En general si sacamos cuenta veremos que la mayor parte del tiempo los niños se pliegan a lo que le pedimos, hacen sus rutinas y su vida tal y como se lo indicamos casi siempre, cada día. El problema surge cuando los adultos no sabemos reconocer, nombrar, por tanto explicar y pedir asertivamente a nuestros hijos, lo que necesitamos de ellos y con el lenguaje apropiado para su edad. Tal vez porque nadie nos permitió ni nos enseñó a reconocer y pedir de un modo transparente lo que necesitamos durante nuestra propia infancia plagada de tratos autoritarios, exigencias desmedidas y descalificaciones constantes hacia nuestras necesidades legítimas. Así las cosas, los elementos quedan servidos para que padres y madres, incluidos los que decidimos apostar por un nuevo paradigma de crianza o intentamos practicarla, seamos susceptibles de atravesar los linderos hacia el extremo de la anarquía. Me refiero a los casos de niños que se violentan, patean, gritan y golpean a sus padres o a otros si no se les complace de inmediato, en todo momento y sin tregua. Niños que sistemáticamente desconocen y se niegan a dar cabida al deseo de otros. Niños que luego llamamos tiranos.

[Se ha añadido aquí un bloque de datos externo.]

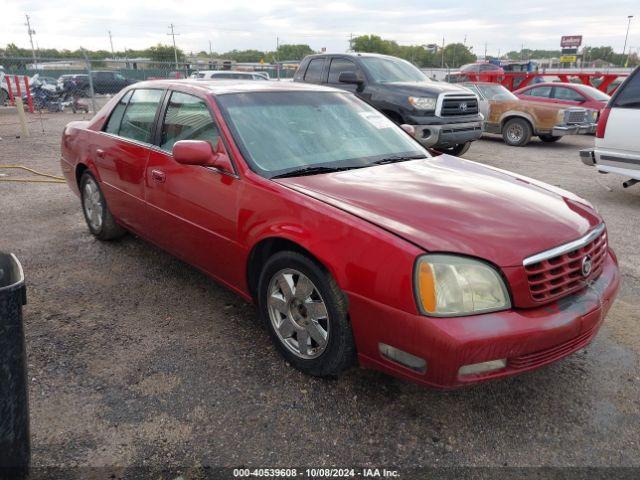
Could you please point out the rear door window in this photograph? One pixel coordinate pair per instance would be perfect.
(629, 95)
(138, 118)
(113, 124)
(339, 65)
(563, 93)
(539, 92)
(187, 118)
(314, 70)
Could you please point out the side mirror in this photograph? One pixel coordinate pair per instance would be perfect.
(200, 152)
(410, 129)
(350, 77)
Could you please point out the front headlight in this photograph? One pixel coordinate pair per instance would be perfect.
(450, 286)
(423, 103)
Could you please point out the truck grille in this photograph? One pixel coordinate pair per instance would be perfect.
(559, 276)
(455, 105)
(575, 116)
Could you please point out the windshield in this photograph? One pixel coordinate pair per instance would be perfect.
(281, 132)
(385, 70)
(593, 93)
(496, 92)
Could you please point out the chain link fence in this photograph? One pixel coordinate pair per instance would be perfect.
(82, 85)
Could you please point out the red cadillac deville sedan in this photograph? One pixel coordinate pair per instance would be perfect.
(353, 240)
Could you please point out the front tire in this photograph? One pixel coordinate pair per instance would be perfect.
(549, 138)
(516, 132)
(96, 212)
(306, 314)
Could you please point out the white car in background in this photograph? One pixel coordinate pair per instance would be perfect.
(617, 147)
(230, 75)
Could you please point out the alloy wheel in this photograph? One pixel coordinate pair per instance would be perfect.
(92, 203)
(298, 313)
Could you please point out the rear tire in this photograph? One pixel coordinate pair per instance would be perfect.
(516, 132)
(301, 302)
(96, 212)
(549, 138)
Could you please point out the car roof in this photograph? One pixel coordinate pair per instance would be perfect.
(221, 87)
(353, 55)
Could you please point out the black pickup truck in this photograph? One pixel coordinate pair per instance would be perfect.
(445, 117)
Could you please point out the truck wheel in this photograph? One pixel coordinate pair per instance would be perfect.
(516, 132)
(456, 150)
(306, 314)
(96, 212)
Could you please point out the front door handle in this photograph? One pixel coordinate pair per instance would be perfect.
(158, 175)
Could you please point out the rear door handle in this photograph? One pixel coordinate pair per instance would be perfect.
(158, 175)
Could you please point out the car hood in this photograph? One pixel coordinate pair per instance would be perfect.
(447, 204)
(432, 87)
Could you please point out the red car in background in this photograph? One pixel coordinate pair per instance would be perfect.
(573, 94)
(352, 239)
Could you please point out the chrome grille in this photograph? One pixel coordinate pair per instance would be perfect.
(560, 275)
(458, 104)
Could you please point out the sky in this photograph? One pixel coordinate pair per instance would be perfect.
(260, 24)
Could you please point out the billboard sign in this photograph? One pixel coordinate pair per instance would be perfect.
(571, 41)
(568, 59)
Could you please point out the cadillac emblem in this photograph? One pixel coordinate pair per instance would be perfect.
(586, 266)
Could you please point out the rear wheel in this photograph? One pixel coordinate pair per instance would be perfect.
(549, 138)
(456, 150)
(96, 212)
(306, 314)
(516, 132)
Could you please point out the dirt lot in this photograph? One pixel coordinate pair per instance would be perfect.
(137, 359)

Pero la responsabilidad es de nosotros los adultos que al no saber cómo pedir lo que esperamos, impedimos que el niño reconozca e interiorice los límites razonables así como su propia capacidad de cooperación, altruismo y reciprocidad cercenado las habilidades para negociar, acordar y fluir en el entorno compartido con otros. Aclaremos que no hablo de adaptar a los niños a un orden social injusto con demandas desmedidas, pero tampoco se trata de saltar hacia el extremo de “desadaptarlos” del mundo donde necesariamente tienen que desarrollar habilidades de convivencia. Se trata de apostar por el equilibrio entre dar y recibir, ser flexibles y ser firmes. Como los equilibristas quienes oscilan a ratos hacia la derecha y luego hacia la izquierda, para sortear la gravedad y mantenerse caminando.
Comunicar al niño lo que sentimos sin menoscabar a la persona (“me canso mucho cuando tengo que recoger todo el desorden en la sala” en lugar de “eres un desordenado”), enseñarles a reconocer nuestras necesidades y lo que esperamos de ellos (hemos jugado juntos toda la tarde, ahora mamá necesita concentrarse en hacer un informe de trabajo, luego podemos seguir jugando), impedir que dañe a otros o que irrespete el derecho de otros (no pegamos a los demás ni tomamos sus pertenencias sin permiso), y si es necesario hacerlo con firmeza pero al mismo tiempo con amabilidad, también constituye una faceta indispensable de la crianza respetuosa.
Aquí aprovecho para insistir en que actuar con firmeza cuando es necesario, no significa usar la violencia. Aunque nadie nos enseñó cómo hacerlo, a pesar de que no tengamos referentes, podemos aprender a ser firmes y al mismo tiempo amables. Tal vez para comprenderlo y llevarlo a la práctica de un modo equilibrado, genuino y sostenible, necesitemos primero revisar nuestras propias historias infantiles afectadas por los estragos de la crianza coercitiva, que ahora desde el rol de padres, reeditamos inconscientemente situándonos en los extremos de la culpa, el miedo y la sumisión o del autoritarismo, la ira y la imposición. Organizados así, indefectiblemente habrá caldo de cultivo para que surja un abusador y un abusado. Y esto no es lo que queremos para nuestros hijos.